Thermal instability of thin accretion disks in the presence of wind and toroidal magnetic field

TL;DR

This paper analyzes how magnetic fields and winds influence the thermal stability of thin accretion disks, revealing that magnetic fields generally stabilize disks, while winds can either stabilize or destabilize depending on their nature.

Contribution

It provides a comprehensive stability analysis considering both magnetic fields and winds, highlighting the wind's dual role in disk stability, which was not fully explored before.

Findings

Magnetic fields have a stabilizing effect on accretion disks.

Winds can either stabilize or destabilize disks depending on their type.

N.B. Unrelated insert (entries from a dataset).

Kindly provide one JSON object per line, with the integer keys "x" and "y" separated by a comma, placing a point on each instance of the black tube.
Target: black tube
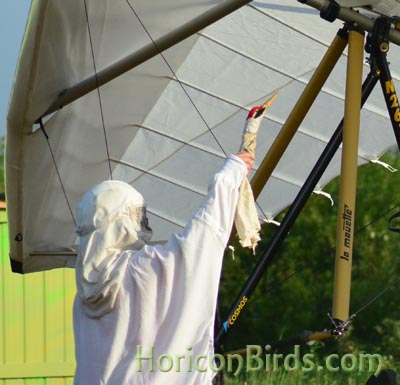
{"x": 291, "y": 215}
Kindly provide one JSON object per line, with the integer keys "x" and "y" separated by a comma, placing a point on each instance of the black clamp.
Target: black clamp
{"x": 331, "y": 13}
{"x": 378, "y": 39}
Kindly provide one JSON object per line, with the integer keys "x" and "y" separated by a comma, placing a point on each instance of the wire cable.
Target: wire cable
{"x": 98, "y": 90}
{"x": 176, "y": 77}
{"x": 57, "y": 170}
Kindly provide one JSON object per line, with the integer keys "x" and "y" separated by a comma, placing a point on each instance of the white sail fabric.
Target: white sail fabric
{"x": 156, "y": 139}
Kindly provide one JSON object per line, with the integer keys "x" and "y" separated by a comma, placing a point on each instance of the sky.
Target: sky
{"x": 13, "y": 16}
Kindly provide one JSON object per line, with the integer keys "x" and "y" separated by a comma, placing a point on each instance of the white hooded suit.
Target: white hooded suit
{"x": 144, "y": 315}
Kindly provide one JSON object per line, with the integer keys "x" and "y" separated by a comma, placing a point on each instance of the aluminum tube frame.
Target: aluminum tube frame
{"x": 348, "y": 179}
{"x": 295, "y": 209}
{"x": 299, "y": 112}
{"x": 147, "y": 52}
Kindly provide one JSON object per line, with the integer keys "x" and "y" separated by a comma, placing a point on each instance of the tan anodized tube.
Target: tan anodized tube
{"x": 298, "y": 113}
{"x": 348, "y": 178}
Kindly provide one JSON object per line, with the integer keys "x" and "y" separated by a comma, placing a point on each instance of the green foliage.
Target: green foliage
{"x": 296, "y": 292}
{"x": 2, "y": 147}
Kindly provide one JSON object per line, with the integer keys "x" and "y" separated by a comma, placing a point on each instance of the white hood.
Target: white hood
{"x": 110, "y": 218}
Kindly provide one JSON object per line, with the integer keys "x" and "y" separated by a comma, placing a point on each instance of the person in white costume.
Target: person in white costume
{"x": 144, "y": 315}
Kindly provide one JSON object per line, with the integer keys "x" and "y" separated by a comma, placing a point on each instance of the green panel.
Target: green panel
{"x": 35, "y": 324}
{"x": 34, "y": 318}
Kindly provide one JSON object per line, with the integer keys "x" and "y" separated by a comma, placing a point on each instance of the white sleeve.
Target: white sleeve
{"x": 218, "y": 208}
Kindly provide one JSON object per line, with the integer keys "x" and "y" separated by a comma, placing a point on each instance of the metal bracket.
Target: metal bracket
{"x": 331, "y": 13}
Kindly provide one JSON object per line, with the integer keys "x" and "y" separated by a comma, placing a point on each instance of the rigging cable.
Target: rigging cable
{"x": 57, "y": 170}
{"x": 183, "y": 88}
{"x": 299, "y": 267}
{"x": 98, "y": 91}
{"x": 176, "y": 77}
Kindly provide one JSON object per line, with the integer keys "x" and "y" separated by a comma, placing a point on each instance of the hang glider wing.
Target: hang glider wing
{"x": 156, "y": 139}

Winds can explain thermal stability in models where magnetic pressure alone is insufficient.

Abstract

We study the local thermal stability of thin accretion disks. We present a full stability analysis in the presence of a magnetic field and more importantly wind. For wind, we use a general model suitable for adequately describing several kinds of winds. First, we explicitly show that the magnetic field, irrespective of the type of wind, has a stabilizing effect. This is also true when there is no wind. In this case, we confirm the other works already presented in the literature. However, our main objective is to investigate the local thermal stability of the disk in the presence of the wind. In this case, interestingly, the response of disk is directly related to the type of wind. In other words, in some cases, the wind can stabilize the disk. On the other hand, in some cases, it can destabilize the disk. We found that in some thin disk models where the magnetic pressure cannot explain the stability of the disk by including a typical contribution for magnetic pressure, the wind can provide a viable explanation for the thermal stability.